The so-called "penetrating law enforcement" can be understood from two basic principles: the territorial principle and the personal principle.
▶ Territorial principle: Even if the project is registered overseas, if the following conditions exist, it may be regarded as "behavior occurring within the territory of China", triggering Chinese law:
Project users are mainly from China (such as building a Chinese community, promoting projects to Chinese people, etc.);
The core members or technical team of the project are located in China;
There are domestic promotion, business cooperation, settlement and other activities (even if completed through outsourcing companies or agency companies).
▶ Territorial principle: According to Article 7 of the Criminal Law of my country, Chinese citizens who commit acts "which should be held criminally liable according to the laws of my country" abroad can also be held accountable.

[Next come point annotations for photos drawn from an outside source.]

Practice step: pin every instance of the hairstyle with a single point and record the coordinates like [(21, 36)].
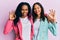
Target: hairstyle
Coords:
[(35, 15), (18, 11)]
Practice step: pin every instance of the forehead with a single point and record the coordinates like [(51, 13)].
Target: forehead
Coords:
[(36, 5)]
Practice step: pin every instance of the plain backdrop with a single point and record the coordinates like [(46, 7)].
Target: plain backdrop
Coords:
[(8, 5)]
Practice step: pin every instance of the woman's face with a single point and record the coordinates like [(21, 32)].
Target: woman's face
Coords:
[(37, 9), (24, 10)]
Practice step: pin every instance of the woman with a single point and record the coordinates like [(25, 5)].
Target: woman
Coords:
[(21, 22), (41, 23)]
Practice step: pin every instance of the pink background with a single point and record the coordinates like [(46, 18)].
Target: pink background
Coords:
[(8, 5)]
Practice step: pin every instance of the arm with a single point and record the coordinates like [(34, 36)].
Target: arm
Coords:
[(52, 28), (8, 27)]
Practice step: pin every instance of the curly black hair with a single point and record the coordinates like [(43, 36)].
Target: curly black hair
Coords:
[(18, 11), (35, 15)]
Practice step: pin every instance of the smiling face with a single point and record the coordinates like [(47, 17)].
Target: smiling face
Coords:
[(37, 9), (24, 10)]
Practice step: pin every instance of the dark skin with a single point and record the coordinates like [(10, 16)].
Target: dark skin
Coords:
[(51, 16)]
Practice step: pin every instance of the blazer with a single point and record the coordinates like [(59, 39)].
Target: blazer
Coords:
[(43, 30), (10, 26)]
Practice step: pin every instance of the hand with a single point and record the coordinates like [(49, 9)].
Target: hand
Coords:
[(51, 16), (12, 15)]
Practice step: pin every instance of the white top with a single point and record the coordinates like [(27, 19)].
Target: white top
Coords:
[(36, 26), (26, 28)]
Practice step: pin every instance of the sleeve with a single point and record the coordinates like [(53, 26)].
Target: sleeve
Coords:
[(8, 27), (52, 28)]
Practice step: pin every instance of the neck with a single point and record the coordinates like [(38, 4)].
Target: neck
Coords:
[(23, 16), (38, 17)]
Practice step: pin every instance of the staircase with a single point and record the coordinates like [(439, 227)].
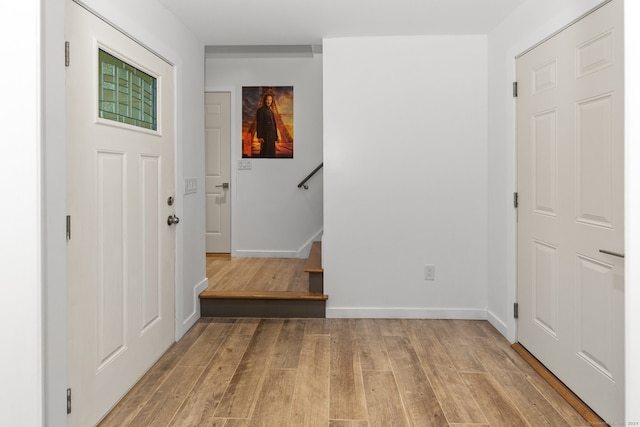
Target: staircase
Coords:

For example, Chinese developers who participate in the construction of on-chain gambling platforms, virtual currency fundraising platforms, and OTC redemption channels in Dubai may still be investigated and punished by Chinese judicial authorities as long as they violate relevant provisions of my country's criminal law.
For example: In a typical case jointly released by the Supreme People's Procuratorate and the State Administration of Foreign Exchange in 2023, Guo Mouzhao built an illegal foreign exchange website (matching RMB and foreign currency transactions through virtual currency) and was sentenced to five years in prison by the Baoshan District Court of Shanghai for illegal business operations.
Therefore, common manifestations of “penetrating law enforcement” in the Web3 field include:
Penetrating the place of registration: Even if a company is in Cayman, BVI, or Singapore, if its users and operations are in China, it may still be deemed to have “committed a crime within the country”;
Penetrating technical identity: Even if the person in charge of technology is only a consultant or developer to the outside world, as long as there are code submissions, contract authority management, project profit sharing, private key control and other behaviors, they may still be identified as the “actual controller”;
Penetrating on-chain data: Regulators can confirm whether a project “serves Chinese users” or involves illegal risks such as gambling, fraud, and money laundering through on-chain traceability, KYT audits, user portraits, and other methods.
For technical leaders, understanding the basic logic of "penetrating law enforcement" is the first step to do a good job in project risk control.
4 Conclusion
Many people think that as long as the project is "exported", they can get rid of the supervision of Chinese law once and for all. But the fact is that if a project has never undergone a legal risk assessment, it is difficult to say that it is safe even if it is located overseas.
I hope this article can remind entrepreneurs and technical leaders in the Web3 field: Whether a project has a compliance basis does not depend on where it is registered, but on whether the project itself tramples on the red line drawn by Chinese law.
Only by taking risk identification as the underlying thinking in the early stages can the project go further and live longer.